Over 400,000, including opposition leaders, at silent Buenos Aires march to protest lack of answers in death of Alberto Nisman

People take part under heavy rain in the March of Silence called by Argentine prosecutors in memory of their late colleague Alberto Nisman in Buenos Aires on February 18, 2015. (photo credit: AFP/Juan Mabromata)
People take part under heavy rain in the March of Silence called by Argentine prosecutors in memory of their late colleague Alberto Nisman in Buenos Aires on February 18, 2015. (photo credit: AFP/Juan Mabromata)

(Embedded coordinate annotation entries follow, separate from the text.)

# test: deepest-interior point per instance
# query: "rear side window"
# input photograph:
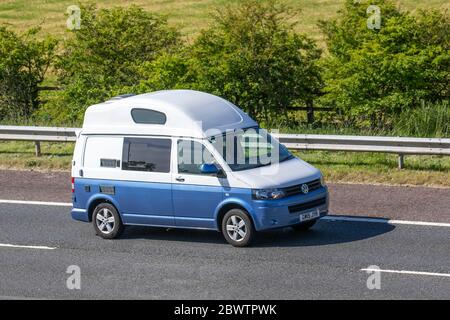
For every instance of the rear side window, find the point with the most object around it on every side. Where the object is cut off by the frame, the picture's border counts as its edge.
(146, 154)
(148, 116)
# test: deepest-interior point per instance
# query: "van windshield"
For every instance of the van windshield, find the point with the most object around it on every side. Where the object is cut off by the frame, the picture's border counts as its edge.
(249, 148)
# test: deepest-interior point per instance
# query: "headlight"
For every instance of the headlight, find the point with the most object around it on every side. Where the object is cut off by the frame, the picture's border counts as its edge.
(322, 181)
(264, 194)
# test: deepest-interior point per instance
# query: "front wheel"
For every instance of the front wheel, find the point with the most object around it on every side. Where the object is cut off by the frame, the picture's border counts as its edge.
(107, 222)
(237, 228)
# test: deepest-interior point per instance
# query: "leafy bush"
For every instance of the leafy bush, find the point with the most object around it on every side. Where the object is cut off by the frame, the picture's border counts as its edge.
(372, 75)
(103, 57)
(24, 62)
(428, 120)
(251, 56)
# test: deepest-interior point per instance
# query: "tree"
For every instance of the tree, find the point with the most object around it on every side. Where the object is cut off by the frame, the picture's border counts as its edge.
(103, 57)
(253, 57)
(373, 74)
(24, 62)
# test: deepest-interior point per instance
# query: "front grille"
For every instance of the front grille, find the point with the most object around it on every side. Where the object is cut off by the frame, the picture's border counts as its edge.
(307, 205)
(297, 189)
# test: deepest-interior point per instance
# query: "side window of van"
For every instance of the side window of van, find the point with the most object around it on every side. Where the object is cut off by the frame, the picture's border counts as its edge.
(146, 154)
(191, 155)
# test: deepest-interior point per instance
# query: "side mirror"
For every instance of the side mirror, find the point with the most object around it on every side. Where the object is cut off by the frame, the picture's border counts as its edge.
(209, 168)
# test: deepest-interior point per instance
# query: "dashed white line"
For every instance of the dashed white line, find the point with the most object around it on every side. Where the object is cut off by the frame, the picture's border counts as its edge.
(417, 273)
(330, 217)
(388, 221)
(39, 203)
(7, 245)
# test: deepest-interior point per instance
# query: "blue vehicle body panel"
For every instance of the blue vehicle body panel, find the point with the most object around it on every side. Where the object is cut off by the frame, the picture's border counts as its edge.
(194, 205)
(187, 206)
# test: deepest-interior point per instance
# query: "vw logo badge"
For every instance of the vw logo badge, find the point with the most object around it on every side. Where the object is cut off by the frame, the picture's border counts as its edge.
(305, 188)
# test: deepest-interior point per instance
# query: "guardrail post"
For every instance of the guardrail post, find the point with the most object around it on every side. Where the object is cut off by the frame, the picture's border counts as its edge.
(37, 148)
(401, 161)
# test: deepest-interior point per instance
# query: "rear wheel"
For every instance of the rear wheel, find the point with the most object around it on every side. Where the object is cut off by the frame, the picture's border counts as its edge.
(304, 226)
(107, 222)
(237, 228)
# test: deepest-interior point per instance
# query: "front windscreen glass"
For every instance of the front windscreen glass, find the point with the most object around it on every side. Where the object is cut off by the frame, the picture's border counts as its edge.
(249, 148)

BUENOS AIRES — More than 400,000 people demanding justice marched in symbolic silence Wednesday in soaking Buenos Aires to mark a month since the suspicious death of a prosecutor who was ready to accuse the Argentine president of a massive cover-up.

“I am here because I want to see justice done for someone who gave his life for the truth,” said teacher Marta Canepa, 65, among those walking the 1.7 kilometers (just over a mile) under the banner “Homage for Prosecutor Alberto Nisman.”

Drenched in driving rain and led by prosecutors and opposition figures, the rally is the first major public show of defiance in a murky case that has ignited a political firestorm in Argentina and piled the pressure on President Cristina Kirchner, 61, in her last year in office.

Among those who braved the deluge were Nisman’s two young daughters and his ex-wife, Judge Sandra Arroyo Delgado.

“The march itself is a reflection of society’s underlying demand for an end to impunity. Tension between the justice system and executive were there before, but the Nisman case has exacerbated them,” said sociologist Rosendo Fraga with pollsters Nueva Mayoria.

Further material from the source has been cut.